October 24, 2014
5 min read time

Web traffic analysis with Varnish and VCS

Web traffic analysis software is synonymous with bouncing traffic and user data to a third-party vendor or trawling through logs and consolidating numbers at the end of the day. These metrics, such as unique visitors and page views, can play a central role in the business decision-making process.

What if one can make these decisions on the fly, as-it-happens, in a real-time manner? What if you can categorize users based on criteria other than cookies if uniqueness is not as fine-grained but more broad like client IP or geo location. And what if you could embed these data into any other system with a easy to use RESTful API?

This blog post aims to illustrate that the same type of statistics can be easily gathered in real-time and without involvement of any third-party vendors or the use of cookies. Once these statistical metrics are defined, conducting A/B testing through Varnish is then outlined in a later section. What's the catch? Well, there is none if you are already using Varnish to improve your website's performance. Enter Varnish Custom Statistics, VCS.

Background on VCS

VCS 1.3.0 was recently released. This is our marquee real-time statistics tool that gives users full control to define what they wish to track. Data is collected in real time and VCS has a simple API that supports query and primary data consolidation. Since Varnish lives on the edge of your stack, all requests are handled through Varnish and therein lies a mountain worth of interesting data. Data is user defined and each unique set of data is referenced via a key. Much like Varnish Cache, one can think of VCS as a high performance key-value store for statistical data. A typical use case is to track unique visitors or views for say streaming content.

VCS has a few characteristics that are unique.

  • VCS is real time.
  • VCS is capable of high-performance sorting of keys based on query criteria.
  • VCS leverages VCL and is therefore very flexible and capable of tracking statistics based on behaviors.
  • VCS is easily extensible to cater to very large websites, that require tracking of large number of keys.
  • Query results are usually returned as a sorted list as per query criteria.
  • Statistics on a single key can be fetched.

To log data into VCS you add a statement in your VCL where you log the transaction to the shared memory log. You log what you define as the key of the transaction. This key will later be used when querying and filtering data from VCS. The following example requires a single VCS specific line to be added to your existing VCL:

	sub vcl_deliver { 
		# This creates a grouping for each specific value of the Host request header 
		std.log("vcs-key: host:" + req.http.host); 
		# This creates a key based on both the Host header and the URL
		std.log("vcs-key: url:" + req.http.host + req.url);
	}

Redefining hits


Hits, not akin to the Varnish lingo of a cache hit, refers to number of requests going to your site. Individual request for static resources, such as images, JS or CSS, HTML, constitute as a unit of hit. For example, if your index.html requires five images, one CSS and one JS, the number of hit will be tallied up to 8, inclusive of the index.html request. Hit is often misleading and due to its broad scope, it is often considered an inaccurate view of real-life traffic.

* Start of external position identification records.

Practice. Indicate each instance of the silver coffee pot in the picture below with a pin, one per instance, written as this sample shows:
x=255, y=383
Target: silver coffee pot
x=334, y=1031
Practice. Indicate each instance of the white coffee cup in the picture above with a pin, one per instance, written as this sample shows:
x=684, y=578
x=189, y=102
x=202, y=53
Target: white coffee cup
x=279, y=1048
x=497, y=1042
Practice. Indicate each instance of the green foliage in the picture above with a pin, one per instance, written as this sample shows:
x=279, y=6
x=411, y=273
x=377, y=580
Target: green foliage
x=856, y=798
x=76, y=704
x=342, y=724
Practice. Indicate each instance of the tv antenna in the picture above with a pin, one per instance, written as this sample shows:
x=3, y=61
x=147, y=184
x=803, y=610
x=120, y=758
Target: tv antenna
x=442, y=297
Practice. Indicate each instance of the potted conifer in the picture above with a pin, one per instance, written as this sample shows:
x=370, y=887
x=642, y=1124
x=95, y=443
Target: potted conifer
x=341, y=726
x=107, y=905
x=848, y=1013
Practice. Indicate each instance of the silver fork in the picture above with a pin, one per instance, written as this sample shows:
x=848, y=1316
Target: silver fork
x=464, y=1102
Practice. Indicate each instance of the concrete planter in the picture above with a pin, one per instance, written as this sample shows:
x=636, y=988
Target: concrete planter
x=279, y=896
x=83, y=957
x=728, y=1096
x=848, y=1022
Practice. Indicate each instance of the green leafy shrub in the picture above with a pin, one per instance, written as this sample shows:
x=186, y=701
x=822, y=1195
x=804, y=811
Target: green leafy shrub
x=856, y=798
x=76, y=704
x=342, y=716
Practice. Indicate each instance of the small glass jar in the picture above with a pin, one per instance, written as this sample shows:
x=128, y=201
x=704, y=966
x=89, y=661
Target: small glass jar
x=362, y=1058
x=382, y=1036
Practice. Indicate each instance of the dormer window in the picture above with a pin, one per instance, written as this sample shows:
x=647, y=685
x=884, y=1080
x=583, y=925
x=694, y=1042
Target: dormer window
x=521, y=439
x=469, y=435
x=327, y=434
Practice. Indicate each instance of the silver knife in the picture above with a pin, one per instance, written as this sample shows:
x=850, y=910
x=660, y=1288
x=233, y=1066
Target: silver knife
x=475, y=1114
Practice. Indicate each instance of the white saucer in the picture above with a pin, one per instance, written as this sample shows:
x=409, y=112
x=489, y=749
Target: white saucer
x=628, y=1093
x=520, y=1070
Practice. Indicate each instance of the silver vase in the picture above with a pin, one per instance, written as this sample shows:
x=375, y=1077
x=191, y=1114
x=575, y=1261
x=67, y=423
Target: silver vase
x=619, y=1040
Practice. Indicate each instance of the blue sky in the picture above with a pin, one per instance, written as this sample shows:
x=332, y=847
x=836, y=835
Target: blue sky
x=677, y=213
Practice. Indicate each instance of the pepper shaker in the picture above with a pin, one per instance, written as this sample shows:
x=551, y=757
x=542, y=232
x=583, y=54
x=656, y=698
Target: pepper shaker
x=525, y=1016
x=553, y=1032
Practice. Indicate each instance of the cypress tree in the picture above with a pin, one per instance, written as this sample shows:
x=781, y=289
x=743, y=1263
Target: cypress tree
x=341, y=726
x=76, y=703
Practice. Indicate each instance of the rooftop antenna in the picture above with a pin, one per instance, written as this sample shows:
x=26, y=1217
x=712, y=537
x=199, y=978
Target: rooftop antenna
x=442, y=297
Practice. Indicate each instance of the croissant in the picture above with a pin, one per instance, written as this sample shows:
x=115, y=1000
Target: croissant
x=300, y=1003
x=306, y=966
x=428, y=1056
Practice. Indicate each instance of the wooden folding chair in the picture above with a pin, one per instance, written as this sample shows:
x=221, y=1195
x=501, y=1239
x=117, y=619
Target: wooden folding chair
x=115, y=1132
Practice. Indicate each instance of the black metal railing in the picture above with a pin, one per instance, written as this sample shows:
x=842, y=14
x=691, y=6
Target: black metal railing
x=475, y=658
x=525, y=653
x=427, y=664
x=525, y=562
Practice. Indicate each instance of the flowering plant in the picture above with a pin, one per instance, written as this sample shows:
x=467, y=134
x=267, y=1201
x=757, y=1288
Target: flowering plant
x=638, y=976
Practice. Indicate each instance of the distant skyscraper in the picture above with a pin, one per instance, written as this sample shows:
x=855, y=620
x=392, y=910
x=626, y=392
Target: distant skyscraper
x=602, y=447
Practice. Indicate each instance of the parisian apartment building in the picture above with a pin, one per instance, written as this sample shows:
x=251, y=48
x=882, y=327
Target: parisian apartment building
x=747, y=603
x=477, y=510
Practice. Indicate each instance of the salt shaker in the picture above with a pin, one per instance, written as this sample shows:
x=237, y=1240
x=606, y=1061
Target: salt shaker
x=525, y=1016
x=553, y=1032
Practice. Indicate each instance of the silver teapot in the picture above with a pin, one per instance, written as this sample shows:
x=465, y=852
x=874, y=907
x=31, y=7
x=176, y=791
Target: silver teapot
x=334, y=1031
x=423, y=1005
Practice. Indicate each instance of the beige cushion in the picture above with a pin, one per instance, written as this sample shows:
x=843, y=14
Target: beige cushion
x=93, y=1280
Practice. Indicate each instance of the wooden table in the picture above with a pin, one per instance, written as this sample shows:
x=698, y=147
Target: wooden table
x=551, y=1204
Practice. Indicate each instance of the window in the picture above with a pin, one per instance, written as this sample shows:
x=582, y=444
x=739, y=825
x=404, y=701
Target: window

You can choose if you want to log all your traffic to VCS, just the page views or set any other limitation. You do this in VCL with ordinary logic. So, if you just want to log delivery of content type text/html you just add an appropriate if-statement to the log. Another possible limitation could be only logging transactions that have an X-Article-ID header.

The key for VCS doesn’t have to be an URL. You can choose to log request or response headers as well. If you are logging different kinds of keys into VCS we recommend prepending the keys with the kind of key you are logging to make it easier to query that particular namespace. When you log these other keys you avoid a few potential problems like a webpage being available under multiple URLs (desktop vs. mobile views) or query parameters that might otherwise litter the data.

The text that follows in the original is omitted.